ただ一つ、“人間である”という答えを除いて。
心にあるYESを裏切って口から出てくるNO……です。

海江田:アメリカは負けた?

ベネット:NO!

海江田:軍事力は完全放棄できる?

ベネット:NO!

海江田:“沈黙の艦隊”承認?

ベネット:NO!

海江田:私、信じますか?

ベネット:NO!

ベネット:君は私を信じているのか?

海江田:YES!

ベネット:たしかに私は人間だ。人間には完全なNOとかYESはないのだ!
私は政治家だ。完全なNOとYESはないのだ!

海江田:それが我々の、ただ一つの合意点です!

海江田:人間は悪意より、善意が上回っている?

ベネット:YES……!

海江田:不完全なYESで充分なのだ。

(周囲)
ベネット大統領がカイエダに応えたぞ!!
アメリカはイエスだ!!

あのベネットが──あの頑固で、冷徹に見えたベネット大統領が、心の奥底から漏らした「YES」。それは完全ではない、“不完全なYES”。けれど、それで十分だと海江田は言います。

“善なるものを守るために、善を信じてはいけない”という皮肉な戒律。それに縛られてきたベネットが、最後に「私は人間だ」と語ったとき、心のうちに理想を燃やす人間のベネットに戻ったのでしょう。

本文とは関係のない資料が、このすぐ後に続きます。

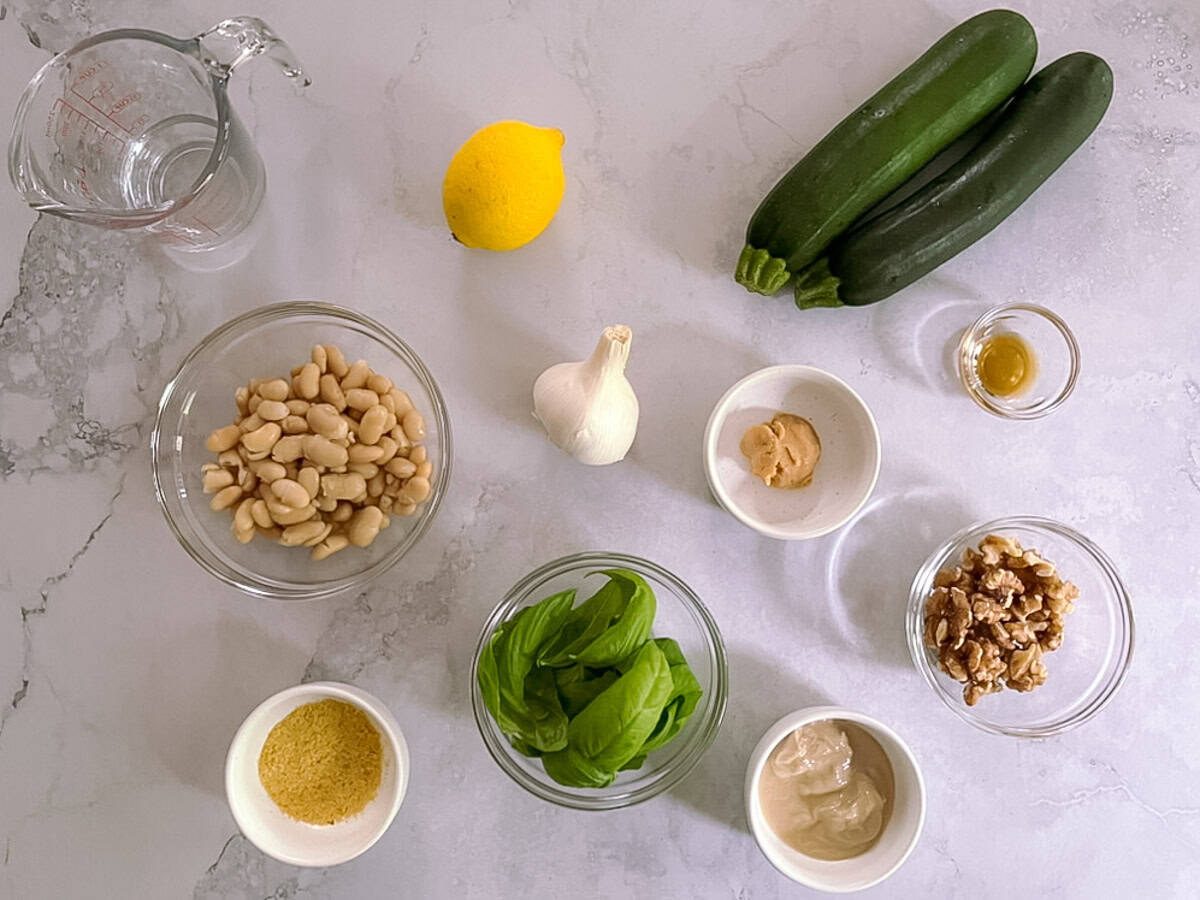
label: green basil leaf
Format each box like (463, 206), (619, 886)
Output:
(509, 738), (541, 757)
(620, 754), (646, 772)
(541, 746), (617, 787)
(538, 580), (628, 668)
(479, 590), (575, 755)
(476, 631), (504, 719)
(576, 569), (655, 666)
(496, 590), (575, 704)
(548, 665), (620, 719)
(523, 668), (568, 752)
(654, 637), (688, 666)
(642, 654), (704, 754)
(566, 641), (673, 772)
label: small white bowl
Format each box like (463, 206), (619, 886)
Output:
(226, 682), (409, 868)
(704, 365), (880, 541)
(745, 707), (925, 894)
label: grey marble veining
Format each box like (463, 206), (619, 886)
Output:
(0, 0), (1200, 900)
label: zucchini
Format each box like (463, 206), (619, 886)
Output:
(796, 53), (1112, 310)
(734, 10), (1037, 294)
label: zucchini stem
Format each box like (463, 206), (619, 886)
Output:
(796, 257), (846, 310)
(733, 244), (792, 296)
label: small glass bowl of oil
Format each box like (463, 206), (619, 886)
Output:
(958, 304), (1079, 419)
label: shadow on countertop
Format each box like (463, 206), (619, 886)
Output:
(809, 473), (978, 668)
(670, 648), (832, 834)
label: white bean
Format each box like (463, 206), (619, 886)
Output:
(204, 425), (241, 454)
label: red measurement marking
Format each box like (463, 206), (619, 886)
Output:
(71, 88), (133, 134)
(192, 216), (221, 238)
(50, 98), (125, 146)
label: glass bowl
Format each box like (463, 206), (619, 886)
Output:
(905, 516), (1134, 738)
(150, 301), (451, 600)
(958, 304), (1079, 420)
(470, 552), (728, 810)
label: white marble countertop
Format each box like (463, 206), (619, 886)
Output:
(0, 0), (1200, 900)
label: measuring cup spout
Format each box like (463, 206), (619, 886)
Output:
(196, 16), (312, 90)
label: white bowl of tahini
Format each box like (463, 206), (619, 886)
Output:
(745, 707), (925, 894)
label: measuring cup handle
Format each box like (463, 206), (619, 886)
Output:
(196, 16), (312, 89)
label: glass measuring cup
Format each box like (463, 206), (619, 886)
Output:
(8, 17), (311, 270)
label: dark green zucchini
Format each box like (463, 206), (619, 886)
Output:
(796, 53), (1112, 310)
(734, 10), (1038, 294)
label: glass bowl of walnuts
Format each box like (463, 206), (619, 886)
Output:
(150, 301), (451, 600)
(906, 516), (1134, 738)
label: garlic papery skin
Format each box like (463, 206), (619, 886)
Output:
(533, 325), (637, 466)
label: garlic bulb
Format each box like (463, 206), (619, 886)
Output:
(533, 325), (637, 466)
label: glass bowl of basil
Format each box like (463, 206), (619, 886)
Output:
(470, 552), (728, 810)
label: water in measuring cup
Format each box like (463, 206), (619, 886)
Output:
(119, 114), (266, 270)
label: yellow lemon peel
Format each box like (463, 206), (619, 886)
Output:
(442, 120), (566, 251)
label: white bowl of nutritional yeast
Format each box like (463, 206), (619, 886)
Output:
(745, 707), (925, 894)
(226, 682), (409, 868)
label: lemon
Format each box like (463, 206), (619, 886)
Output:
(442, 121), (566, 250)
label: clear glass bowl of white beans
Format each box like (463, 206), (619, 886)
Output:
(150, 301), (452, 600)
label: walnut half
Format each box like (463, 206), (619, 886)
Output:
(925, 534), (1079, 707)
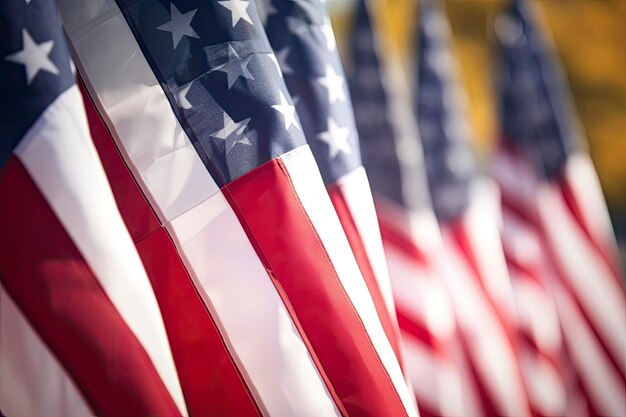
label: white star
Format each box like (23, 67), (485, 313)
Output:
(215, 44), (254, 90)
(267, 53), (283, 76)
(4, 28), (59, 85)
(218, 0), (254, 27)
(317, 64), (346, 103)
(272, 90), (300, 130)
(256, 0), (278, 26)
(317, 117), (352, 159)
(320, 16), (337, 51)
(157, 3), (200, 49)
(176, 81), (193, 110)
(276, 46), (293, 74)
(211, 112), (252, 155)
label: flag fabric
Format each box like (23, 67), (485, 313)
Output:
(264, 0), (401, 368)
(60, 0), (416, 416)
(348, 1), (479, 416)
(0, 0), (188, 417)
(415, 0), (544, 415)
(492, 1), (626, 416)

人間は完全ではない。けれど、だからこそ、信じるという行為に価値がある
この場面が『沈黙の艦隊』の核心であり、作者がもっとも伝えたかったことではないかな、と私は思うのです。

作品の諸情報

補足

バブル経済とは?

バブル経済とは、資産価格が実体経済からかけ離れて異常に高騰し、人々の投機的行動によってさらに加熱した経済状態のことです。日本では1980年代後半に、地価や株価が急上昇した「バブル景気」が発生しました。企業も個人も「土地は必ず値上がりする」と信じ、過剰な融資と投資が繰り返されましたが、1991年前後にそのバブルが崩壊。長期不況(いわゆる“失われた◯十年”)に突入することになります。

ジャパン・アズ・ナンバーワンとは?

「ジャパン・アズ・ナンバーワン(Japan as Number One)」は、1979年にアメリカの社会学者エズラ・ヴォーゲルが著したベストセラー書籍のタイトルで、日本の経済成長や社会制度を高く評価した内容です。この言葉は1980年代を通じて、日本が世界の経済大国として注目されていた時代の象徴となりました。当時の日本では自国への自信が高まり、対外的な発言力も増していましたが、同時に過剰な自負やアメリカとの緊張も生まれました。

米ソの冷戦構造とは?

「米ソの冷戦構造」とは、第二次世界大戦後から1991年のソ連崩壊まで続いたアメリカ合衆国(資本主義陣営)とソビエト連邦(社会主義陣営)の対立関係を指します。直接戦火を交えることは少なかったものの、核兵器の開発競争、スパイ活動、代理戦争(ベトナム戦争やアフガン侵攻)などが繰り広げられました。世界はこの二大国の影響下に置かれ、「東西冷戦」として国際政治の枠組みを大きく左右しました。

“なろう系”ファンタジーとは?

“なろう系”ファンタジーとは、小説投稿サイト「小説家になろう」に端を発する作品群を指す俗称で、異世界転生やチート能力を持った主人公が活躍する物語が中心です。現実世界では冴えない人物が、異世界では英雄として圧倒的な力を発揮するなど、読者のカタルシスや自己投影を促す作風が特徴です。2000年代後半から急速に普及し、アニメ化・書籍化作品も多数。近年の若年層向けファンタジーの一大ジャンルとなっています。

国連とは?

国連(国際連合)とは、第二次世界大戦後の1945年に設立された国際機関で、世界の平和と安全の維持、国際協力の促進、人権の尊重などを目的としています。現在は190以上の国が加盟しており、世界各国の代表が参加する総会や、安全保障理事会(安保理)などの組織があります。国連はその理念こそ崇高ですが、現実には加盟国の利害や政治的対立により、その決定力や実効性に課題を抱えている面もあります。

拒否権とは?

拒否権とは、国連安全保障理事会の常任理事国(アメリカ、イギリス、フランス、ロシア、中国)のいずれかが反対することで、重要な決議を成立させない権利のことです。たとえ多数の国が賛成しても、1か国の反対で否決されるため、国際的な問題解決を妨げる要因にもなっています。この制度は第二次大戦後の戦勝国の影響力を色濃く残しており、国連改革の論点にもなっています。